Standing in his living room holding the beer, my eye caught my grandma wildly gesticulating behind me. Once she realized I had her eye, she held up a non-alcoholic beer for me to see and discreetly swap out when Grandpa wasn’t looking. I smiled; even if grandpa wasn’t the classiest, he didn’t try to hide his pride and excitement for me. Gushing with anticipation, he harrumphed to the basement entrance and motioned for me to follow him downstairs. As the lights to the basement snapped on, my jaw dropped in shock. The space bristled with fishing hooks, rods, flies and accessories of every kind. I stared at him questioningly.
“Sweet Skye! You need to pick out what you want! I didn’t haul all this gear from Florida to just look at, you know. We need to make a proper fisherwoman out of you and I think we missed some birthdays.” My heart burst.
Hours later it was time to leave. In his usual form, Grandpa made tasteless jokes and clapped me on the back repeatedly. Grandma quietly held my hands and looked me in the face as if trying to say something. After hugging her tightly and stalling, I finally bid them goodbye and drove away.
5 Years Later
The snow had several inches more since I had entered the soon-to-be-my house with my realtor for final inspection. At 25, it was my first house and closing was next week; fraught with nerves and excitement, I hadn’t slept well. As we locked up the house and prepared to depart, I checked my phone before putting my car in gear. There was a text message from Shelly, cold but to the point:
“Grandpa Ray died last week in case no one let you know.”
I closed my hand over the message for a moment, then uncovered it; It was still there. Grandpa Ray was gone. The years following my final visit with him had lent many answers to the mysterious conversation I’d overheard as a child. I’d learned that my grandpa had been neither selfless nor faithful as a father or husband. I learned of many cruelties he’d committed while raising his own family.

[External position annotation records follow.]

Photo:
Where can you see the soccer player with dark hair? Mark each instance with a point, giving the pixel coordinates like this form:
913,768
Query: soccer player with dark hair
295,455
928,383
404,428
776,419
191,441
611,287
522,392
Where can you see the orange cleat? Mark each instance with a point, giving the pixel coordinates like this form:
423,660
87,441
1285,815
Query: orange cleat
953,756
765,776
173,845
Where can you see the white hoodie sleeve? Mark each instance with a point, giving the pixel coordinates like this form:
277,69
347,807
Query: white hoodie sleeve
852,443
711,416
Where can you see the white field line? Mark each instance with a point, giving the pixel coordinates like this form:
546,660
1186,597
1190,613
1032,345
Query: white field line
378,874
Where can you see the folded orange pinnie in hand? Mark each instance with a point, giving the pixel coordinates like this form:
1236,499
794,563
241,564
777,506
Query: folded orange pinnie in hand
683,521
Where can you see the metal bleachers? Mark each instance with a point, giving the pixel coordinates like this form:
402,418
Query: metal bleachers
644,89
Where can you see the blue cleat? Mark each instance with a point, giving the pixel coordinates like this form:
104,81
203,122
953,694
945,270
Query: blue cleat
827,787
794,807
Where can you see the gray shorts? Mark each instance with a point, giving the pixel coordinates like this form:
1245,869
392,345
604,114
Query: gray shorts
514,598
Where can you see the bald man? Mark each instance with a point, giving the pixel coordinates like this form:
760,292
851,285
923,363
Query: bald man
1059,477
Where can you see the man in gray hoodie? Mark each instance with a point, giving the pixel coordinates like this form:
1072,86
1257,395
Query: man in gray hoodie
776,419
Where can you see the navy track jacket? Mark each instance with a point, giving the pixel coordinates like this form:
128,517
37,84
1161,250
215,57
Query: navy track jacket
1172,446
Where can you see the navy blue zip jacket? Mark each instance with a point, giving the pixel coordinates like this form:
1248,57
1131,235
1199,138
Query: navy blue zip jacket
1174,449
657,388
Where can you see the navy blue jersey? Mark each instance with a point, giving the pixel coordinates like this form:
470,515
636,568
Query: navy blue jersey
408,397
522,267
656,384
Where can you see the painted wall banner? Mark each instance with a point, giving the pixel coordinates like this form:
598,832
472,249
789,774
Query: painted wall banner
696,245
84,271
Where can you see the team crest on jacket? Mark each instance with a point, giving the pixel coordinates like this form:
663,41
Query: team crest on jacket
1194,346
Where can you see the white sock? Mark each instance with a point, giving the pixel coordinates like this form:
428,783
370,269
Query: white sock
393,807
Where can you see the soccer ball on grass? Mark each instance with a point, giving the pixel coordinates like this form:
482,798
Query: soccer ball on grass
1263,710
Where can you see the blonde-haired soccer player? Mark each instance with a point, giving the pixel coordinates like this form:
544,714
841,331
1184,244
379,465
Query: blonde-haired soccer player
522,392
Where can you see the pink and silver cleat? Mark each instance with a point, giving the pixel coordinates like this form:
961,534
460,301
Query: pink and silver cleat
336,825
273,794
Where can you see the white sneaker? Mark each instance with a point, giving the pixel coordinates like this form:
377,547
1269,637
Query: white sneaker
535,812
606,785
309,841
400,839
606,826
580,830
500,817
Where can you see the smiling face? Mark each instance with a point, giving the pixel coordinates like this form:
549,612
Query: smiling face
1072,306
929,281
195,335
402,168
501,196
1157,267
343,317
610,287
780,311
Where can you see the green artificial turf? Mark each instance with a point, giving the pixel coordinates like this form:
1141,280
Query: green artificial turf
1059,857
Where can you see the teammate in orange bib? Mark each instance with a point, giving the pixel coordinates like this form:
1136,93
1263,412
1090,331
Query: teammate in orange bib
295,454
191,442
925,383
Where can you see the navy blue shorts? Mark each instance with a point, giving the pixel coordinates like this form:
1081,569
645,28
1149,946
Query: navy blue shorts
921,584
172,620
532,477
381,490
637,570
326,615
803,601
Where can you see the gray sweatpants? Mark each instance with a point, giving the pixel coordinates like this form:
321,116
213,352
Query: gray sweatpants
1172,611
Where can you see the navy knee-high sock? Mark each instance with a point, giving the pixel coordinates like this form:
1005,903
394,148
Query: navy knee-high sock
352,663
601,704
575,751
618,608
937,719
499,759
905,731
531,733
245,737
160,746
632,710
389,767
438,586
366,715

Ray had known the carnage he had created long before I had, I realized. Though he was lacking in class, he wasn’t ignorant of what others thought of him and his grave transgressions. He had prepared me for the stories I was to hear about his old self and I wondered if he spent time wondering if his little helper had left in disgust. Doomed to live in the shadow of his past actions, he had shared with my six year old self the only solution he’d been able to live by. Even today, I remember the lesson my grandpa shared with me that day on the dock.
I punched off a message to Shelly asking for funeral details when she had them, but I knew it was likely not an option. After staring blankly at my steering wheel for some time, I pulled out of the neighborhood. On my way home, I picked up his favorite bologna and mix-ins for a dinner that only he and I would have loved while giggling over a good fish tale.